As for methods, I think the key is child/curriculum integration,
and I believe Dewey wants us to do this by structuring our classrooms so
that students develop their own reasons for working with the curriculum,
ideally (and eventually) making the curriculum a new interest of their own.
But how do we do this? In my own efforts in my own classroom, I try bring
together three sets of concepts which Dewey (I don't believe) makes much
effort to connect. I'm thinking of the quality of student classroom
experience (continuities students build with our classes which determine
what they focus on in our courses, the quality of student work (their
constructions and criticisms), and their levels of interest and effort.
My biggest challenge is trying to replace high grades (or pleasing
me or someone else) as the main goal with some goal which reflect a
student's "voluntary" interest. I agree with Dewey that without such
genuine goals which require mastery of the subject-matter, students learn
what Dewey called "intellectual dishonesty" (<Democracy and Education>).

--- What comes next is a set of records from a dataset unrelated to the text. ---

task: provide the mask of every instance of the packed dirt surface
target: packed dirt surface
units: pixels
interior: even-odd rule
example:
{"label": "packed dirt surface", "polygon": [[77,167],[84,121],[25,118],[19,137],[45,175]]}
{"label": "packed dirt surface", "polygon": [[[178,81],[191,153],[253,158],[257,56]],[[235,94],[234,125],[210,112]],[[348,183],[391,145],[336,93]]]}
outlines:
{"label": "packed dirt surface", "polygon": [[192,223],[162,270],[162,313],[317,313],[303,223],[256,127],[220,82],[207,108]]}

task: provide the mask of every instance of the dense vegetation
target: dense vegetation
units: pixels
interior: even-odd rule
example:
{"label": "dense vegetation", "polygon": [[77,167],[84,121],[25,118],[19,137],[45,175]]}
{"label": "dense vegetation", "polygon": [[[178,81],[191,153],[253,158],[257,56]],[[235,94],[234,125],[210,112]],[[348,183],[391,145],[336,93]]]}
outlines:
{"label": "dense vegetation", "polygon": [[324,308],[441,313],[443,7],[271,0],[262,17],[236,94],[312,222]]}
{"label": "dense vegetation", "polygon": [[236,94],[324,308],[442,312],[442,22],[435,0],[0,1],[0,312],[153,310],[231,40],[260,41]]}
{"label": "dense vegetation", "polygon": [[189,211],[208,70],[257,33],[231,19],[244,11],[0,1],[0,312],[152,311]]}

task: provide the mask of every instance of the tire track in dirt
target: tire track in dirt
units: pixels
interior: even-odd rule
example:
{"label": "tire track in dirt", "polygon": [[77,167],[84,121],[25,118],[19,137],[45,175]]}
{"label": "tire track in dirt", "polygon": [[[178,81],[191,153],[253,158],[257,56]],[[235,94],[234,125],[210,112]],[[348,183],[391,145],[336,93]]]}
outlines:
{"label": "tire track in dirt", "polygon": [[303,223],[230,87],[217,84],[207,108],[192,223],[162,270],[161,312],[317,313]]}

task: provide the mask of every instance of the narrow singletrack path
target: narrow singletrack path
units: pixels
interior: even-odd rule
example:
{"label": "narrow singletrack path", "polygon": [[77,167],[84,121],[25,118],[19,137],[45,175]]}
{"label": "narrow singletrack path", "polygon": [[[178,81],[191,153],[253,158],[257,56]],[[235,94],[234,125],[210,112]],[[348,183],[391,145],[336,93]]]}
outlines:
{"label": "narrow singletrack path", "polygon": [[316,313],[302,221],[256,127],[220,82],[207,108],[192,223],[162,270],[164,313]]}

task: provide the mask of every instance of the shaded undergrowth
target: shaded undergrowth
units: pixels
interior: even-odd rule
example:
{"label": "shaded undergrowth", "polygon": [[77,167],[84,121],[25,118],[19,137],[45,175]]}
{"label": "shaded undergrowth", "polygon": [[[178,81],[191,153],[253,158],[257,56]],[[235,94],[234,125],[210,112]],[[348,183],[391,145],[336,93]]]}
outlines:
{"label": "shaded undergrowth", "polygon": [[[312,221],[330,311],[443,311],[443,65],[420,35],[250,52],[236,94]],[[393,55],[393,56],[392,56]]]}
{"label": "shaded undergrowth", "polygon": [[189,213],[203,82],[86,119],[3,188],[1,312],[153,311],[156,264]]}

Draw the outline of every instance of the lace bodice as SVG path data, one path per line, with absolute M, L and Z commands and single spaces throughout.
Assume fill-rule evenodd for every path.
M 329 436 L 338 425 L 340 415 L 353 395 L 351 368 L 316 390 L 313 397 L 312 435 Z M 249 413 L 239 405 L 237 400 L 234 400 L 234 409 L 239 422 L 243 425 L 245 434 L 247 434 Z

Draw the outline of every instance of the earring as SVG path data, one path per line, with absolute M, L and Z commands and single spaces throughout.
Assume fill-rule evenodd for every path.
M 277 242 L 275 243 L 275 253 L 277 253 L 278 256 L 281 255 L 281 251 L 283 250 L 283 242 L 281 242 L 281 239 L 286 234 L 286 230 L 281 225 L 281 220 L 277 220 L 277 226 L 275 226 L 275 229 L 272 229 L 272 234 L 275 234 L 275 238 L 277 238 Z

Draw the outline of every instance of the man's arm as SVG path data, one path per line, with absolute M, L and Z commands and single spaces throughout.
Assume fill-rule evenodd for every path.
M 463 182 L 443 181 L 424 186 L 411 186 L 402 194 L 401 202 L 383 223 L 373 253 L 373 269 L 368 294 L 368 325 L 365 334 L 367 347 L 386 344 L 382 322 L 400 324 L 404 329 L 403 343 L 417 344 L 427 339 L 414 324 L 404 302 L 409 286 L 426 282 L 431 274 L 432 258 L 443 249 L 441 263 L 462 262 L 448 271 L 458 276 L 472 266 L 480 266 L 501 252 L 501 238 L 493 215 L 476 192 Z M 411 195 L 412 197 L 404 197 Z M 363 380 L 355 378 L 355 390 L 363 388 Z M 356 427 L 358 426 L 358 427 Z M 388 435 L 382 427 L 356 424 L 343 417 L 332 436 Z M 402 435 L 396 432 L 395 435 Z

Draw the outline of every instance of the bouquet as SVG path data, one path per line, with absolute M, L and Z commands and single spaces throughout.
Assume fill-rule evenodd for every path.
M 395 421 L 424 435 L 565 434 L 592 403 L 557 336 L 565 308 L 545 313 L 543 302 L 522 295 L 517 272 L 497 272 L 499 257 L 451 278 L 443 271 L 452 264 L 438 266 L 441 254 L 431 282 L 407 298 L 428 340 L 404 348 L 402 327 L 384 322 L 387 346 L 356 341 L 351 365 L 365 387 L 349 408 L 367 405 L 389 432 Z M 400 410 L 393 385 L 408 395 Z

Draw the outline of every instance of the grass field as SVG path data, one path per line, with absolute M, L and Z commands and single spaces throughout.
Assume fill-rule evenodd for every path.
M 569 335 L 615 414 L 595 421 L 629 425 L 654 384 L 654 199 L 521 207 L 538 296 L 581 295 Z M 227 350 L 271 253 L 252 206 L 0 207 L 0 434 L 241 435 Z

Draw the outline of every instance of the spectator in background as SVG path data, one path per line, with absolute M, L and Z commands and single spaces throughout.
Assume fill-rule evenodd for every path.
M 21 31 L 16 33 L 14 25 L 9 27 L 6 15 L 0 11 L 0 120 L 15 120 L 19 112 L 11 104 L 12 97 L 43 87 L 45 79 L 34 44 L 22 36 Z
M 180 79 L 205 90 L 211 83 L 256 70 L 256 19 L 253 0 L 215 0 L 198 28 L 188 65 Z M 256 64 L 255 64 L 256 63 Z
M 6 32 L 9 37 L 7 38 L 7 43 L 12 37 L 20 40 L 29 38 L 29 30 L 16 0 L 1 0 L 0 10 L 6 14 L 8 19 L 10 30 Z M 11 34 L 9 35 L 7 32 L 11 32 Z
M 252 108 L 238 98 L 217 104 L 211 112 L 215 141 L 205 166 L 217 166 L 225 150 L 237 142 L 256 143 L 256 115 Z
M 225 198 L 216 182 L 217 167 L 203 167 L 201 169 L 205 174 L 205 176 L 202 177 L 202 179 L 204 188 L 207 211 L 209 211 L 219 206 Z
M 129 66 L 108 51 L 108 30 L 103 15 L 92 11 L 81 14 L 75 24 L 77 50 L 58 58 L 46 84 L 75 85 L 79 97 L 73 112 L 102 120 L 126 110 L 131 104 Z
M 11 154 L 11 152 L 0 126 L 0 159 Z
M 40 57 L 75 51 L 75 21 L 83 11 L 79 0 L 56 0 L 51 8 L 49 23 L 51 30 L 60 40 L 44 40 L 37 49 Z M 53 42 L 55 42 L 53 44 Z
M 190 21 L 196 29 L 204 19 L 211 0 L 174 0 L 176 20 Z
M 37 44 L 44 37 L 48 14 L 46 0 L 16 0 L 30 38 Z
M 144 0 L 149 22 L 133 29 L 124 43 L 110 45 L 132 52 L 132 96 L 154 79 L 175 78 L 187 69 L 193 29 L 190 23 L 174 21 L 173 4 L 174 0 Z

In such circumstances, students really work with divided attention and
their efforts lack sincerity. This lack of sincerity is important (in my
mind) as a loss of student personal integrity. And this, for Dewey (and
me), has negative consequences for the sort of effort students put forth.
All this is easy to say but hard (at least for me) to do. This
leads me to your second question: is Dewey's pedagogy only good for young
students? My answer is "no." Phil Eddy on the Dewey -Line suggested that
Dewey was a very unDeweyan teacher because he may have felt that college
students had sufficient interest in subject-matter to be able to learn from
lecture. But Phil Eddy also suggested that Dewey might have had second
thoughts at some point. In <The Way Out of Educational Confusion> (1931),
Dewey says the project method is worth a try at the college level. And in
a number of essays (which ones I cannot remember right now) Dewey
distinguishes the first two years of college from the second, arguing that
the first two should be spent finding "one's calling" and the second two,
receiving professional training. Perhaps it was in the first two years of
work that Dewey wanted to experiment with the project method, but I am just
speculating.
Why do I myself believe his principles apply at the college level?
Much of my answer relies upon what Dewey says at the opening of <Democracy
and Education>. He claims that out-of-school education is filled with the
vitality of everyday life and occurs through cooperation with others.
School education, by contrast, according to Dewey, can be awfully abstract
and dry. As a result, he asks us to combine the two. [A similar dichotemy
is presented in the first chapter of <Reconstruction> when Dewey compares
traditional Greek instruction in warfare and more positivistic or
matter-of-fact approaches.] And my strong feeling is that there is even
more danger at the college level of offering material which is dry and
abstract (and presented as if beliefs could be handed out like "pieces of
pie" or "bricks" [<Democracy and Education>]) than at the earlier school
levels.
Again, thanks for asking, and of course I'd be grateful for any
clarifying or challenging thoughts you might have about these issues.
How is your ajustment to the South from the West going?